Тут с ней не поспоришь. Я видел миры, где люди довели экологию до абсолютно нефункционального состояния. На моей родной Земле с этим пока что относительно терпимо, но это только пока что.
В этом отношении нам и в самом деле не мешало бы поучиться у эльфов. Поскольку эти остроухие живут тысячи лет, они кровно заинтересованы в сбережении окружающей среды. Среднестатистическому человеку в большинстве случаев наплевать, что там будет с планетой через сто лет. Он до этого времени не доживет, дети тоже вряд ли, а правнуки пусть сами о себе заботятся.
Но для эльфа сто лет – не такой уж большой срок. И ему совершенно не хочется через век-другой сидеть по уши в грязи. Поэтому они в большинстве своем придерживаются максимально консервативного образа жизни, стараясь ничего не менять и не портить.
Зато гоблины в этом отношении даже хуже людей. Я однажды был в мире, населенном гоблинами. Вся планета – как гигантская помойка…
– Как тебе по вкусу наше угощение, гайнике одгя? – обратился ко мне сосед по столу. – Не пгавда ри, весьма утонченный вкус имеют некотогые брюда? Особенно советую попгобовать вот этих ггибочков – пгосто пгересть что такое, завегяю тебя!
Я дернул кистью, выражая согласие с мнением кардинала Щубута. Грибочки и в самом деле замечательные. А как гарнир к нежнейшему оленьему бифштексу – вообще объедение.
– Пгошу угощаться без стеснения, – довольно покивал Щубут. – Икогка тоже весьма хогоша. Я рично отвечаю за качество брюд. Нет сгеди них ничего недостойного и прохо пгиготовренного.
Я снова дернул кистью, с некоторым трудом воспринимая слова собеседника. Кардинал Щубут Дх’амКа’едзи – гном. В Ватикане всего три кардинала, не принадлежащих к людскому племени, и один из них – преподобный Щубут.

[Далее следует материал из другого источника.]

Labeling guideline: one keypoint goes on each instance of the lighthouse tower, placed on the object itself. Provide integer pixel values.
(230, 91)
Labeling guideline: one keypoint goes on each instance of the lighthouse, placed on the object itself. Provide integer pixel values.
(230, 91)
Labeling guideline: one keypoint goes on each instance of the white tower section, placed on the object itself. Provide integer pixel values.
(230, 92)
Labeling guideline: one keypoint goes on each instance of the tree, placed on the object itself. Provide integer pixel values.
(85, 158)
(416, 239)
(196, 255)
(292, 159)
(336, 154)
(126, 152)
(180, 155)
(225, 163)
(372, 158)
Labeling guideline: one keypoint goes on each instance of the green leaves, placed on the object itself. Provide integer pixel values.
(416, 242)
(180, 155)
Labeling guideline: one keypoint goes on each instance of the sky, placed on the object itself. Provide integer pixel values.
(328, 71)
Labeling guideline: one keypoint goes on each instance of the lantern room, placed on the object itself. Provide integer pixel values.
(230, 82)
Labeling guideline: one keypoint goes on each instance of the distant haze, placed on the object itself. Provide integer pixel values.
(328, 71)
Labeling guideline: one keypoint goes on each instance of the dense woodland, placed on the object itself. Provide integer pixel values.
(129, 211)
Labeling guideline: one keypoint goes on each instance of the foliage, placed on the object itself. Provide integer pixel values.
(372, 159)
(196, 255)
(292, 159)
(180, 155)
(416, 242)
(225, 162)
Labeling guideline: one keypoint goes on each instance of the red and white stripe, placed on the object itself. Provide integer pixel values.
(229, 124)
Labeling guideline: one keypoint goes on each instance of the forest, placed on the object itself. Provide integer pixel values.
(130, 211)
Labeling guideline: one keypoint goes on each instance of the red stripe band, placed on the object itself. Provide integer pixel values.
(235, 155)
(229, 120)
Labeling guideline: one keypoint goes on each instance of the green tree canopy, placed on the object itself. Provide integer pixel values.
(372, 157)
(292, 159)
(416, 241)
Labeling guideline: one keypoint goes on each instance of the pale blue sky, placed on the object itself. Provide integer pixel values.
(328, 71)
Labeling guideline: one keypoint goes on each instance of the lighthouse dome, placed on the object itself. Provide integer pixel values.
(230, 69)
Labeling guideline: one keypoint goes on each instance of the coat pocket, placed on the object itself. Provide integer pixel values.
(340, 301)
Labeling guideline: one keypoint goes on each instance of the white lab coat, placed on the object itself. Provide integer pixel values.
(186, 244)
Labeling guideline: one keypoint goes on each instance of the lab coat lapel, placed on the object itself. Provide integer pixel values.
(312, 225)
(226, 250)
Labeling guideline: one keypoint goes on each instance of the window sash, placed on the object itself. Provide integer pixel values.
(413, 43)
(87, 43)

Говорит он с заметным акцентом – не совсем правильно расставляет слова в предложениях, очень сильно давит на шипящие, звук «р» произносит как «г», а «л» – как «р». Не совсем понимаю, как у него это сочетается.
В Италии этого мира довольно много гномов. Их земли расположены буквально по соседству, в Альпах. Никакой Швейцарии нет и в помине – вместо Цюриха и Женевы в недрах таятся подгорные города Эльбрандт и Лясси Лянель. Две гномские столицы.
В отличие от прочих народов, гномов не так уж беспокоит расовая дискриминация – их мало интересует поверхность, а людей мало интересуют пещеры. Однако на торговле это отразилось не самым лучшим образом.
Именно поэтому среди низкорослого народца в последнее время становится все больше христиан. Любовь к деньгам гномы впитывают с молоком матери. Во всех крупнейших городах Европы размещены их банкирские дома. Ростовщичество и ювелирное дело – в этом гномы действительно понимают толк.
– …а потом покойный отец пгизвар меня пгед свои очи и подсказар – иди, пгими рюдскую вегу, – деловито рассказывает Щубут. – Мой семья – очень борьшая семья, у меня пятьдесят два бризких годственника и семьсот восемьдесят два дарьних. Все габотают, загабатывают себе неборьшую дорю в пгибыри. Выгода семьи – выгода каждого. Меня избгари дря того, чтобы сдерар я кагьегу в цегковном дере и дар догогу семье для борьшой пгибыри. Хгистианство – очень выгодная геригия, очень! Бог всего ришь один, и пгосит совегшенно немного! Пгедставряешь ри ты, гайнике одгя, что такое иметь две тысячи богов, каждый из котогых жерает от тебя чего-то своего? Одному угодишь – дгугого оскогбишь! Боже мой, да поровина доходов покойного отца уходира на пгиношения Гогным Хозяевам! Не пгоходиро дня, чтобы очегедной дух не гневарся, тгебуя себе марую жегтву на умиготвогение! Так же совегшенно невозможно сдерать хогошую пгибырь!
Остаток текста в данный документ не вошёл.